The disruptor is — who else? Vladimir Putin, in a cold-blooded performance by Reece Shearsmith. “The second you start telling a story,” cautions Putin, “you start telling a lie.” In the very next breath he starts telling a story of his own: a true story, in fact, of the Moscow Theatre Siege where Chechen rebels stormed a building just like this one, taking an audience just like us hostage for four days and nights. When his special forces intervened, 130 innocents wound up dead — the carnage all captured on camera.

Effectively, Putin steps out of the stage picture — further out, even, than Burling’s Marina.

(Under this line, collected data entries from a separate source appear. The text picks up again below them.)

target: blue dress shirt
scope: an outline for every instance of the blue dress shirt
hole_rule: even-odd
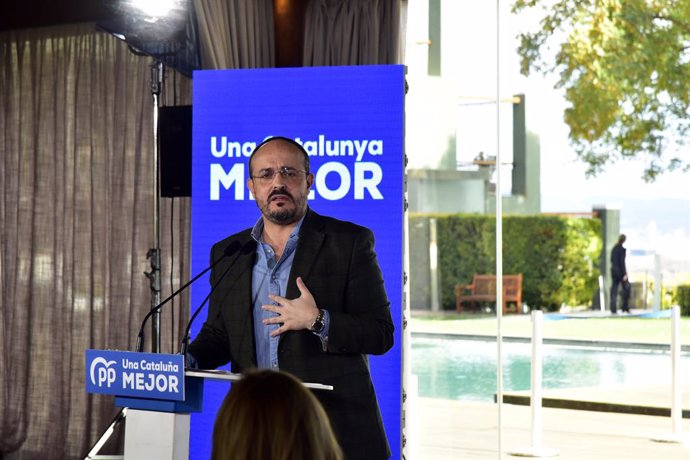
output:
[[[269,294],[285,297],[290,269],[292,268],[292,261],[295,258],[295,249],[297,249],[297,242],[299,240],[299,230],[303,220],[304,217],[295,225],[285,245],[285,250],[277,261],[273,248],[263,240],[263,218],[259,218],[252,228],[252,238],[257,242],[256,263],[252,271],[252,304],[254,309],[256,359],[257,366],[260,368],[278,368],[278,342],[280,336],[271,337],[270,334],[278,329],[279,325],[263,323],[264,319],[277,316],[277,314],[264,310],[261,306],[275,305],[275,302],[269,299]],[[318,335],[325,347],[328,340],[330,317],[327,311],[324,313],[325,327]]]

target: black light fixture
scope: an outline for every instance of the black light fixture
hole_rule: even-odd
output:
[[[192,0],[122,0],[96,27],[187,77],[201,68]]]

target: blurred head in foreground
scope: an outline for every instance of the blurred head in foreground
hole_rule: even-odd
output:
[[[321,403],[296,377],[255,370],[232,384],[213,428],[212,460],[342,460]]]

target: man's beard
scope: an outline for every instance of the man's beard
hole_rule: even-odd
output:
[[[290,225],[294,222],[297,222],[300,217],[302,216],[297,216],[297,207],[292,207],[292,208],[278,208],[274,211],[271,211],[269,209],[266,209],[266,212],[264,212],[264,216],[266,218],[273,222],[274,224],[278,225]]]
[[[284,196],[290,196],[288,194],[281,194]],[[306,200],[306,196],[304,197],[303,200],[297,200],[290,196],[292,200],[292,205],[293,206],[280,206],[277,209],[271,209],[271,197],[269,196],[266,205],[261,209],[261,212],[263,213],[264,217],[268,219],[270,222],[273,222],[274,224],[278,225],[290,225],[294,224],[298,220],[302,218],[302,215],[304,214],[304,200]]]

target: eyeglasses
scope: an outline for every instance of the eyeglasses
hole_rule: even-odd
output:
[[[262,169],[256,176],[252,176],[252,179],[269,183],[273,181],[273,178],[276,174],[280,174],[280,176],[286,182],[294,183],[300,179],[300,174],[308,174],[308,172],[300,169],[290,168],[289,166],[283,166],[282,168],[278,169]]]

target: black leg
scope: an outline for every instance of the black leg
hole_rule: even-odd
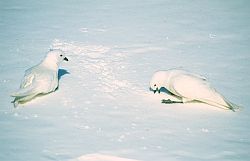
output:
[[[172,101],[170,99],[167,99],[167,100],[163,99],[163,100],[161,100],[161,103],[173,104],[173,103],[183,103],[183,102],[182,101]]]

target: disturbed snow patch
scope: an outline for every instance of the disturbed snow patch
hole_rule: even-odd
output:
[[[121,158],[103,154],[87,154],[72,161],[138,161],[134,159]]]
[[[95,83],[95,91],[110,95],[117,91],[135,91],[136,86],[123,76],[126,70],[125,53],[103,45],[87,45],[58,39],[54,40],[51,48],[61,49],[69,55],[72,62],[71,72],[75,72],[83,83]]]

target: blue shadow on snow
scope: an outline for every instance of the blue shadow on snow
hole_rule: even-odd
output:
[[[63,75],[65,75],[65,74],[70,74],[70,72],[68,72],[68,71],[65,70],[65,69],[59,69],[59,70],[58,70],[58,79],[60,80],[61,77],[62,77]]]

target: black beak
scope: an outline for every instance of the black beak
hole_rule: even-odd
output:
[[[159,88],[157,87],[155,90],[153,90],[154,94],[158,91],[158,93],[161,93],[161,91],[159,90]]]
[[[69,59],[68,59],[68,58],[66,58],[66,57],[65,57],[63,60],[65,60],[65,61],[69,61]]]

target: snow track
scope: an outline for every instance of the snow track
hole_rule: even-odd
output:
[[[61,49],[69,55],[72,61],[70,71],[78,73],[78,81],[84,84],[89,78],[94,78],[96,87],[92,88],[93,90],[110,96],[123,91],[135,93],[136,85],[122,75],[127,65],[124,61],[126,53],[112,47],[64,42],[58,39],[53,42],[51,48]]]

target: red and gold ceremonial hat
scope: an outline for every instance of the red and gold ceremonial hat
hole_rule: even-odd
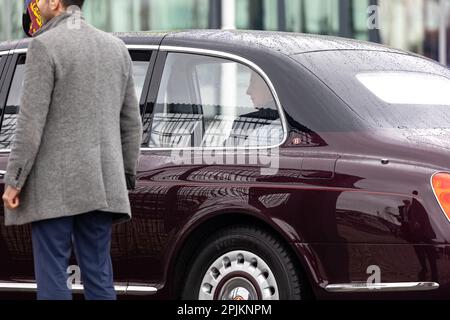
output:
[[[37,6],[39,0],[25,0],[22,25],[26,35],[32,37],[41,27],[42,19]]]

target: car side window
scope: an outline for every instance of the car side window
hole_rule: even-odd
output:
[[[136,96],[141,97],[147,77],[148,67],[152,53],[150,51],[132,50],[130,51],[133,60],[133,77]]]
[[[17,123],[17,114],[20,108],[25,74],[25,55],[19,56],[14,70],[14,76],[3,111],[2,130],[0,134],[0,149],[10,149],[14,138],[14,130]]]
[[[242,63],[169,53],[154,107],[150,148],[270,147],[283,140],[265,80]]]
[[[6,55],[0,55],[0,76],[2,75],[3,72],[3,59],[6,60]]]
[[[147,70],[150,64],[151,52],[132,51],[130,55],[133,59],[133,72],[136,95],[139,99],[143,92]],[[17,115],[20,108],[20,100],[23,92],[23,82],[25,74],[26,56],[18,58],[14,76],[11,82],[5,111],[3,115],[2,128],[0,133],[0,149],[10,149],[14,138],[14,131],[17,123]]]

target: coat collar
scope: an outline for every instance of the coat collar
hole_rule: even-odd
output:
[[[50,21],[48,21],[46,24],[44,24],[37,32],[35,32],[33,34],[33,37],[36,37],[50,29],[55,28],[56,26],[59,26],[64,21],[66,21],[69,17],[75,17],[76,15],[78,15],[81,20],[85,20],[79,9],[71,10],[70,7],[67,8],[66,12],[63,12],[60,15],[57,15],[56,17],[53,17]]]

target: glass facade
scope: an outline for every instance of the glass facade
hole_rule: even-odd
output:
[[[221,9],[232,1],[238,29],[344,36],[438,60],[445,15],[450,42],[450,0],[86,0],[84,15],[105,31],[220,28]],[[23,37],[22,4],[23,0],[0,1],[1,41]],[[379,30],[368,28],[370,5],[378,5]]]
[[[84,15],[106,31],[208,28],[208,0],[86,0]]]
[[[450,0],[380,0],[381,42],[439,60],[441,18],[450,42]],[[447,65],[450,55],[447,45]]]
[[[338,34],[339,0],[236,0],[236,26]]]
[[[22,29],[23,1],[0,0],[0,41],[25,36]]]

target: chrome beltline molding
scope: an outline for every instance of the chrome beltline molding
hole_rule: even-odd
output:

At times he seems to be directing proceedings, ordering Lloyd Hutchinson and Michael Shaeffer’s fumbling assassins to clown around, or sending top-hatted and tailcoated tap dancers to storm the stage at crucial moments of the criminal investigation. Shearsmith spends the second half seated in a box above the stalls, sneering not only at Marina Litvinenko’s account, but Prebble’s script itself and even the Old Vic’s temporary toilets. It becomes almost impossible to give him the slip.

Smart as these devices are, “A Very Expensive Poison” is not nearly as wild a ride as it sounds — or, indeed, as it should be. Prebble shows us a confused narrative without actually confusing us, and her play pulls in two directions at once – arguing the effectiveness of Putin’s techniques while trying to preserve the truth. There’s something schematic about her attempt to unspool the story, and it stops short of really scrambling the truth. The result is a police procedural chasing a closed case. We already know whodunit and how. It’s hard to care and there’s little to learn.

What, then, is the real point? Most potently, it points a finger of blame at Britain itself. Litvinenko was a British citizen, murdered on British soil, and Prebble scrubs his name absolutely clear, eradicating any lingering associations with Russian spying. Her play reserves its outrage for a complacent, compliant British establishment that failed to assemble a public inquiry for fear of losing Russian investment. That, not a penful of polonium, is the very expensive poison in question. Prebble’s play seeks to make amends, but it feels too little, too late.